沸騰を待つ間、彼は冷蔵庫から卵を取り出し、慣れた手つきで出汁と合わせ始めた。
それから、玉子焼き器でクルクルと器用に巻いていく。
香ばしい醤油と出汁の香りが、部屋中に満ちる。
さらに、私が悩んで触れなかった鮭が、グリルの中でパチパチと音を立てて脂を弾かせた。
「そろそろ、ええかな」
治君が土鍋の蓋を外すと、真っ白な湯気が立ち上がる。
「ほら、できたで」
だし巻き卵、皮までパリッと焼けた鮭、作り置きの漬物、そしていつの間にかできていた豆腐とワカメの味噌汁。
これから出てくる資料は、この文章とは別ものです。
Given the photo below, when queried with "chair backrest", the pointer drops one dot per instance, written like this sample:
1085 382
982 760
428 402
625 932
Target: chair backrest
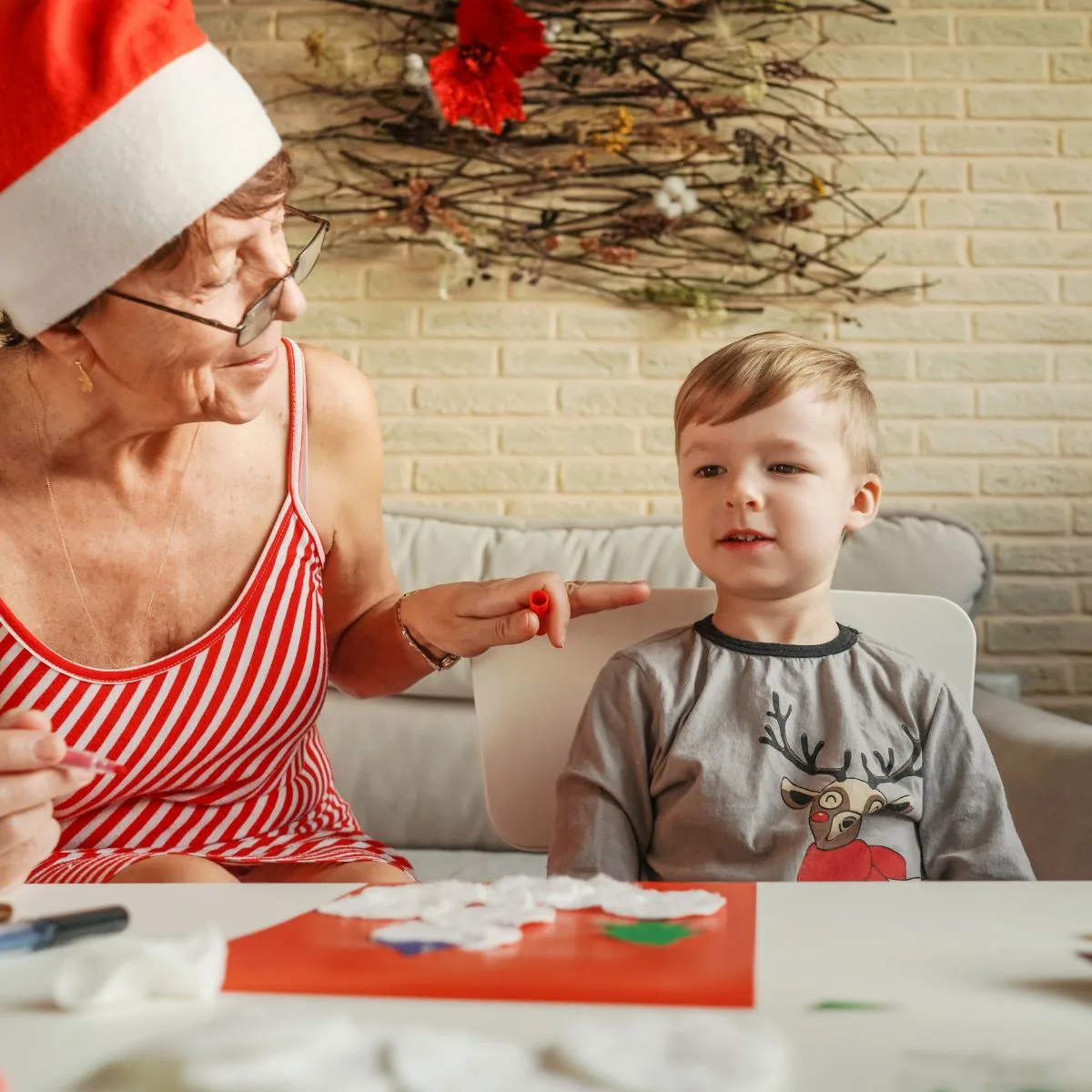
529 697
食卓に並べられたおかずは、短時間で作られたクオリティとは思えなかった。
「美味しい……!」
「せやろ?スナック菓子もええけど、あれはその場しのぎにすぎん。やっぱ、飯はちゃんと食わなな」
一口食べるごとに、スナック菓子で誤魔化そうとしていたお腹が、満たされていく。
治君は私の隣に座り、食べている姿を満足げに眺めていた。
「……治君がいないと、私、本当にダメ人間になりそう」
「知っとる。やから俺が一生、●●の飯作ったる。その代わり……」
治君は私の頬についた米粒を指で取ると、それを自分の口に運んでニカッと笑った。
「隠れてコソコソ食うのは禁止な。食いたいもんあったら、俺が作ってやるから。な?」
完敗だ。
この胃袋を掴まれている限り、私は一生、彼から離れられない。